The advocacy group said 0f the 13,343 capital projects it analysed, a sizable number of projects were falsely categorized as capital projects even though in reality they are not. For instance, meetings, allowances, anniversaries and celebrations were miscategorised as capital projects.

Some cases in point include; N3.3 billion for “Posting and Return Entitlement of Ambassadors and Officers” in the Ministry of Foreign Affairs, N74.5 million allocated for “Anniversaries and Celebrations” in the Nigerians in Diaspora Commission (NIDC), N40 million for “Peculiar Allowance” in Nigeria Christian Pilgrim Commission, which are all categorized as capital expenditures.

Furthermore, our analysis showed that projects between the N10 million and N50 million band represent 42.2 percent of capital projects analysed and this might be a deliberate approach to avoid elaborate procurement plans, thereby reducing broad oversight on contracting.

“We think the current structure of capital projects is too wasteful, incoherent, and grossly inefficient. Whilst capital expenditure is higher in terms of value, there is a need to properly ensure that these projects deliver optimal value for Nigeria.

“Duplication, opacity and fragmentation of line items by government agencies could present opportunities for subverting checks and balances meant for accountability.

As a case in point, two line items tagged “Nurse Tutor Training” and “Special Intervention SDG 1” were duplicated in 3 and 2 places, respectively, with different budget codes. These two line items have allocations totalling over N41 Billion earmarked for them, without specific descriptions.

“The fragmentation of capital projects is an urgent conversation that the Federal Government needs to address. In an era of dwindling revenues caused by low oil prices and the current slump in the global economy, it is important for the government to pay attention to a few projects of immense social and economic value” Said Oluseun Onigbinde, BudgIT’s Director and Co-founder.

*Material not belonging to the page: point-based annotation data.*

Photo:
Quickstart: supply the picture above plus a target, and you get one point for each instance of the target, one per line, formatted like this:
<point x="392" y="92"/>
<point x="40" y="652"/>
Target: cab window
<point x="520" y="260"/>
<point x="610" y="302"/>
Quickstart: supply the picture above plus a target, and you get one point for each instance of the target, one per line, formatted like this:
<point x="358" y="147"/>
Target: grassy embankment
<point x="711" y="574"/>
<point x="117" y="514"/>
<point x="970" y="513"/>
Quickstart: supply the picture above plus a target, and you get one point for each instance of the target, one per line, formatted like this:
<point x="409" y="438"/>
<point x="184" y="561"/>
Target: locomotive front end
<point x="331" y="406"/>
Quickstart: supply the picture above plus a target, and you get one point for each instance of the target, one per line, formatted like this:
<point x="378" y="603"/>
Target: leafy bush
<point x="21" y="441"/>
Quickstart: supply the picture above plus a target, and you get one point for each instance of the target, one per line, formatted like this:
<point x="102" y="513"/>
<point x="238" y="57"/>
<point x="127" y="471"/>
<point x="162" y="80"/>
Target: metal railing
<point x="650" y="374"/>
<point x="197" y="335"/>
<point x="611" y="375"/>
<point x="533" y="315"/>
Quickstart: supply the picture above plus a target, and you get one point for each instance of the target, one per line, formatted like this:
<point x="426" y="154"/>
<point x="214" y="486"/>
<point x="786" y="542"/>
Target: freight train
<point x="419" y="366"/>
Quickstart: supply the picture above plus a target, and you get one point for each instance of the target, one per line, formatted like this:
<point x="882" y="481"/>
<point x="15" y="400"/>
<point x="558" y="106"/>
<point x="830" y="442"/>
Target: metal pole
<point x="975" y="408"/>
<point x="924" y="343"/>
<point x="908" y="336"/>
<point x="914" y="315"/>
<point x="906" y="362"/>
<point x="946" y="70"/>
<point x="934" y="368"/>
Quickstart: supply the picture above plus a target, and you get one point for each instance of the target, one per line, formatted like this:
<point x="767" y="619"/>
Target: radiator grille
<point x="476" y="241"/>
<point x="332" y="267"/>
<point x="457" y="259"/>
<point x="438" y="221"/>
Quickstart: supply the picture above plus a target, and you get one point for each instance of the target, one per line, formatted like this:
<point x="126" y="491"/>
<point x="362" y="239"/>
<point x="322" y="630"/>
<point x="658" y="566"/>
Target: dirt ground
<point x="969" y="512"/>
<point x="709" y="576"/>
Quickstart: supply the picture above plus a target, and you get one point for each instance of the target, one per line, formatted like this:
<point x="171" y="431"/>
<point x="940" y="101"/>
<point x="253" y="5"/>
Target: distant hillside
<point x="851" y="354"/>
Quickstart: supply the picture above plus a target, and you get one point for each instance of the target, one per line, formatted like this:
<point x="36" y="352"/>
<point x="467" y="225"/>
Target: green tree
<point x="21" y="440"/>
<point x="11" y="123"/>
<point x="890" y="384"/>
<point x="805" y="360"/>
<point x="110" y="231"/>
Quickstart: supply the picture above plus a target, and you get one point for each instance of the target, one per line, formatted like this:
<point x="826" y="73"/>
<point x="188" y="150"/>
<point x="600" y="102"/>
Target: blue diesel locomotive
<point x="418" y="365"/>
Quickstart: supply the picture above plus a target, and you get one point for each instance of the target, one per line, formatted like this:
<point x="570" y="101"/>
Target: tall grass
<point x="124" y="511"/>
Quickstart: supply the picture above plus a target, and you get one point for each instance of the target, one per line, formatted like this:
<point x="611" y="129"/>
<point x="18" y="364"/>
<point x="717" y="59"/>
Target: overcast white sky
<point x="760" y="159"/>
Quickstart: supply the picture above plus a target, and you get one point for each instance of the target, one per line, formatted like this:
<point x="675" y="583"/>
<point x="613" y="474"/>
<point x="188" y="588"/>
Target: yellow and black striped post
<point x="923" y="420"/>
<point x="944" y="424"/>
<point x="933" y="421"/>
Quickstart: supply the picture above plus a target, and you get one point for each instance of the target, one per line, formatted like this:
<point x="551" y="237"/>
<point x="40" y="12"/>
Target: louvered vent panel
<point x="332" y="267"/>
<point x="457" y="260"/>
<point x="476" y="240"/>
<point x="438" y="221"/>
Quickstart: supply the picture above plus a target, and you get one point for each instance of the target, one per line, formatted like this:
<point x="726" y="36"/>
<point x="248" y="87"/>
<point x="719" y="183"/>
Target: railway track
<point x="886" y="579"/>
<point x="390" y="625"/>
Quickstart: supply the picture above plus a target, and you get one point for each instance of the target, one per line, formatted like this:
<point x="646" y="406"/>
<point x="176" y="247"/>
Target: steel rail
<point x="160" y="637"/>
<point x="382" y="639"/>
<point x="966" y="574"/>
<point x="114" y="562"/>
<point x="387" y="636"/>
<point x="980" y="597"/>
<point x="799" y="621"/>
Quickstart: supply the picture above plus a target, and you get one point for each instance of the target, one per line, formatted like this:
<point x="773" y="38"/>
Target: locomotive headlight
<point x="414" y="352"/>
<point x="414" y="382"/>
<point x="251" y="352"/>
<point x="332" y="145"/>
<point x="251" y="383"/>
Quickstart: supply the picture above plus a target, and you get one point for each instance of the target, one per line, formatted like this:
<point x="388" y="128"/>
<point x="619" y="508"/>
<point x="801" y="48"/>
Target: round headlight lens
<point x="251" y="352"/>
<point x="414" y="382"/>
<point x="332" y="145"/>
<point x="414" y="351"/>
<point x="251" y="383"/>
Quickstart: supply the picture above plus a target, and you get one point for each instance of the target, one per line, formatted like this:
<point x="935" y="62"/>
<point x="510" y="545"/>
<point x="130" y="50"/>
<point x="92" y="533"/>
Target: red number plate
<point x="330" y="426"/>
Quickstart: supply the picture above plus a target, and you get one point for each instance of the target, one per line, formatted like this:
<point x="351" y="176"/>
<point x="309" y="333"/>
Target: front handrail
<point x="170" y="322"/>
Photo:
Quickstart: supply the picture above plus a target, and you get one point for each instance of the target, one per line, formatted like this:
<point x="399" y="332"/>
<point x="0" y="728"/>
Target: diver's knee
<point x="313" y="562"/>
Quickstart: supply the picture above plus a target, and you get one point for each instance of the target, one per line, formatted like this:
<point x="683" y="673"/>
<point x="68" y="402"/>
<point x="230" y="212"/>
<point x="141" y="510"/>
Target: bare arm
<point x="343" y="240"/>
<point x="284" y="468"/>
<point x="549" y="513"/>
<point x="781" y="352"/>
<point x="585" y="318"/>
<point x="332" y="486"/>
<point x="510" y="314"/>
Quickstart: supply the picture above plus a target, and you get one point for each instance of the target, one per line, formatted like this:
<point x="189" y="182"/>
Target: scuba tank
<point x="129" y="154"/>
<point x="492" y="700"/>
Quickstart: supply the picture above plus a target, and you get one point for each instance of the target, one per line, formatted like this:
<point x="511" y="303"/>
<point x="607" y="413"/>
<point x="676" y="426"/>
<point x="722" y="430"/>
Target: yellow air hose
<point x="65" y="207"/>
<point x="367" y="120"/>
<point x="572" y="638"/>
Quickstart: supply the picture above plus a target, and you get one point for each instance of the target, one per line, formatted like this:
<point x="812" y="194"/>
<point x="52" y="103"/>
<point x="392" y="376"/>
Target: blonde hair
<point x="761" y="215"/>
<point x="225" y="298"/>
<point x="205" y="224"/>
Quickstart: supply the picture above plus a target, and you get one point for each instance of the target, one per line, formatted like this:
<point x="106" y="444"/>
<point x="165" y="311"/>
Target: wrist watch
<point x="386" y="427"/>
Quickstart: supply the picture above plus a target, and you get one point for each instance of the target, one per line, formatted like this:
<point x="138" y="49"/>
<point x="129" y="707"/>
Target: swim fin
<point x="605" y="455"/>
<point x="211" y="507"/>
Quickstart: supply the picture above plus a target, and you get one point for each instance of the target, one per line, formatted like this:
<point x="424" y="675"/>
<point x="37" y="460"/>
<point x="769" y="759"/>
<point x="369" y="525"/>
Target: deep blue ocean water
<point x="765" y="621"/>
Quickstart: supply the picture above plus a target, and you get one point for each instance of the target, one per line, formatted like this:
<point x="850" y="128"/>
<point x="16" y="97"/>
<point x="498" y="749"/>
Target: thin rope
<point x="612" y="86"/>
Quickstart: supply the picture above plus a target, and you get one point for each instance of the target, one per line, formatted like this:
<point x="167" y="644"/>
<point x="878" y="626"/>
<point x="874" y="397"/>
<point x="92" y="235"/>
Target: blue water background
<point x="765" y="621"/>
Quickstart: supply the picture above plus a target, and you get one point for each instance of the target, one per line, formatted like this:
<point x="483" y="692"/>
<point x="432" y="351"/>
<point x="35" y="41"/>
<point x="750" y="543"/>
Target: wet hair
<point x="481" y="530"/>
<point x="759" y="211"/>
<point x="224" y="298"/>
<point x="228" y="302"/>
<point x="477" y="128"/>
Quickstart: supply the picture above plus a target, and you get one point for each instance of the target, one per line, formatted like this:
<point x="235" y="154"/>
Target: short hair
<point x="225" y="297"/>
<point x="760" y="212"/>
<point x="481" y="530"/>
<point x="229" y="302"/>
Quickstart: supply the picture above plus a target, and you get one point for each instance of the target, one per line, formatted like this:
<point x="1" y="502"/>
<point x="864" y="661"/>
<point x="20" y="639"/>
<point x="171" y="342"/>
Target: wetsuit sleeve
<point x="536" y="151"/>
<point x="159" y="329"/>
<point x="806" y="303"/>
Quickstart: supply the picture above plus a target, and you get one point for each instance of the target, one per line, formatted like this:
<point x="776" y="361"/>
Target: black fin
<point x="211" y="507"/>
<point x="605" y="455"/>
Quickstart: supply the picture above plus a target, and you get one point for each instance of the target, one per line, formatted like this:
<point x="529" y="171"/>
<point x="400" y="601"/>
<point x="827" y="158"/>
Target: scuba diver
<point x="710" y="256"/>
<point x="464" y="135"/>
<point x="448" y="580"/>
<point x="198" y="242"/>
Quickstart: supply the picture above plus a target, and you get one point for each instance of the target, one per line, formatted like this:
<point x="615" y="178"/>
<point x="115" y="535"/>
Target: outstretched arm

BudgIT, therefore, implores the Federal Government to allocate more funds to capital projects that directly affect the welfare of the citizens. More importantly, it is expedient that more funds be allocated to ongoing projects to ensure the government’s commitment to their completion. Likewise, MDAs involved in splitting their Capital Expenditure to subvert checks and balances should be identified and made to face the law.